Xarkadh ne profita cependant pas bien longtemps de sa prise, puisqu’une épée lui perça le flanc. Furieux, il se retourna vers Gurthan et lui envoya une mémorable volée. Greaththorn, qui arrivait dans l’autre sens, planta lui aussi son épée dans le corps du grimpeur murgul. Celui-ci se débattit, à l’agonie, mais d’autres coups d’épées vinrent écourter cette dernière. Mais c’était trop tard – trop tard pour Sekknar.
Trois jours plus
tard, Greaththorn, transpercé de chagrin, enterra son père.
Il était accompagné de Gurthan, d’Aghnar, de Nol’ragh et de
Stephl, qui était le maire de Zeniarth.
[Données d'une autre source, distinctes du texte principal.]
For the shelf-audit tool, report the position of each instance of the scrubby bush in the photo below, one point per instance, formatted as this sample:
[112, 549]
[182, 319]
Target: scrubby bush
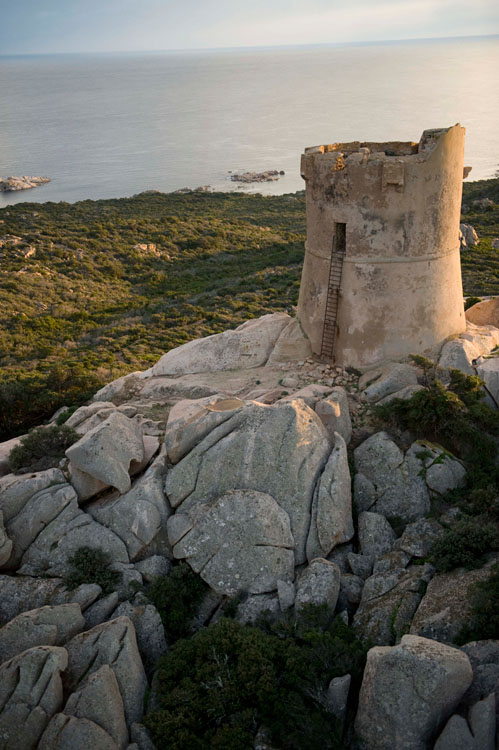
[177, 597]
[465, 544]
[454, 416]
[484, 601]
[42, 448]
[91, 565]
[471, 301]
[217, 688]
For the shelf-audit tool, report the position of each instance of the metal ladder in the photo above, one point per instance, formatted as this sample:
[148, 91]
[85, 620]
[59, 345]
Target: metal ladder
[332, 301]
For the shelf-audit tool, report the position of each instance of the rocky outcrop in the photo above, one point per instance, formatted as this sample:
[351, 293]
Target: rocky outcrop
[279, 450]
[93, 717]
[484, 313]
[139, 516]
[30, 694]
[408, 692]
[240, 541]
[249, 345]
[112, 643]
[5, 543]
[470, 237]
[400, 485]
[106, 452]
[331, 519]
[319, 583]
[46, 626]
[70, 529]
[334, 414]
[461, 353]
[445, 607]
[476, 733]
[252, 488]
[380, 383]
[389, 482]
[271, 175]
[389, 600]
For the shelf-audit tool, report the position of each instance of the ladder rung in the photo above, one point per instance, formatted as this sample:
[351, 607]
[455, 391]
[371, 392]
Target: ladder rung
[331, 312]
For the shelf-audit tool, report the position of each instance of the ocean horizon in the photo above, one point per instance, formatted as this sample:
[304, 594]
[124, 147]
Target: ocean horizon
[109, 125]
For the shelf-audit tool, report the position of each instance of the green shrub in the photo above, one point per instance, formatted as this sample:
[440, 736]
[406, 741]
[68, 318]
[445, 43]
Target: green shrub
[464, 544]
[455, 417]
[471, 301]
[42, 448]
[91, 565]
[217, 688]
[66, 413]
[484, 600]
[177, 597]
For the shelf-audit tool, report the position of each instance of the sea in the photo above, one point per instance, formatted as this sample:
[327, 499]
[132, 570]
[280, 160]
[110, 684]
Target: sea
[113, 125]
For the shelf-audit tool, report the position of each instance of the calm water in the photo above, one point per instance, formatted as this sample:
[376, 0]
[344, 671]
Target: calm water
[111, 126]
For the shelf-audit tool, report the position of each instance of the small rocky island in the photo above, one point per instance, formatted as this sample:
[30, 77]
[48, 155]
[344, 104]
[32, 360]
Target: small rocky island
[271, 175]
[12, 184]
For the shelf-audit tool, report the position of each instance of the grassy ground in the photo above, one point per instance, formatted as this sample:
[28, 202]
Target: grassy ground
[86, 306]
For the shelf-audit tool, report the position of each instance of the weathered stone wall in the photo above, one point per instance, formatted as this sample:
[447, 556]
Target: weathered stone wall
[401, 289]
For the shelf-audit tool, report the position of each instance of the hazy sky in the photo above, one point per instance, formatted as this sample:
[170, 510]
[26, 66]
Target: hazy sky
[45, 26]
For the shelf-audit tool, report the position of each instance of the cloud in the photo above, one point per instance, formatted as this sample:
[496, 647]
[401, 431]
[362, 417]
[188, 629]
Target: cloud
[360, 20]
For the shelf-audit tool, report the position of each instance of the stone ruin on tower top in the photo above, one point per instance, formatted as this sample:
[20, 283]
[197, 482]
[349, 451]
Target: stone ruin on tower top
[382, 273]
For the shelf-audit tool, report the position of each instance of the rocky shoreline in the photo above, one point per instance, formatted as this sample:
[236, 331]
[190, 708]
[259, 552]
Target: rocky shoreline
[13, 184]
[271, 175]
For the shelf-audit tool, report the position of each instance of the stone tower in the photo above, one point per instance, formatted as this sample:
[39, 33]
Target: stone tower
[382, 273]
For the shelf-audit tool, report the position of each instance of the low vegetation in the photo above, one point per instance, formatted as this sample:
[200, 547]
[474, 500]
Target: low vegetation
[484, 601]
[42, 448]
[177, 598]
[93, 290]
[91, 565]
[218, 688]
[456, 416]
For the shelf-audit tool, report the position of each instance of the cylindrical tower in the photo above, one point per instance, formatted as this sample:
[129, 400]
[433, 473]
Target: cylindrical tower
[382, 273]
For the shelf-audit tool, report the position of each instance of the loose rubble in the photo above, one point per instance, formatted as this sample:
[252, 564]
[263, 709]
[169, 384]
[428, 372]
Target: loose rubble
[266, 471]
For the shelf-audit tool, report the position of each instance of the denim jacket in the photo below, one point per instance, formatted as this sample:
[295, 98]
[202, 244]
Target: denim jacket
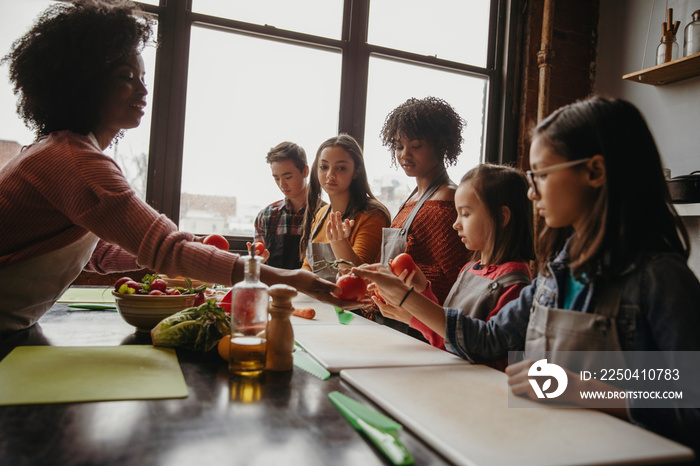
[659, 311]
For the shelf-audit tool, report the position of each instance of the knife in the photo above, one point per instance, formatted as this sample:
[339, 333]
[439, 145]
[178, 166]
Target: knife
[306, 362]
[343, 316]
[381, 430]
[97, 307]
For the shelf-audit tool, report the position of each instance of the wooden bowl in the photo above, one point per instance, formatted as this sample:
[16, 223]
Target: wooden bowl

Très dure fut cette
épreuve, très dure fut cette année pour le village, pour
la communauté. Mais pour Greaththorn, ce fut le pire. Malgré
les condoléances, le soutien de ses amis, il mit longtemps à
s’en remettre. Gurthan, faisant preuve de cœur pour une fois, resta jusqu’au
bout, jusqu’à ce que le jeune homme ait surmonté cette épreuve.
Puis, ce moment venu, plusieurs semaines plus tard, il lui fit ses adieux
:
- Au revoir, ami. Je dois te dire que ton combat dans la grotte fut des plus
impréssionnants. Si tu veux venir avec moi, tu ne seras plus mon écuyer,
mais mon égal.
Mais, à la surprise de tous, Greaththorn refusa. Il savait que chaque
aventure lui rappellerait son père, et la blessure était encore
trop profonde.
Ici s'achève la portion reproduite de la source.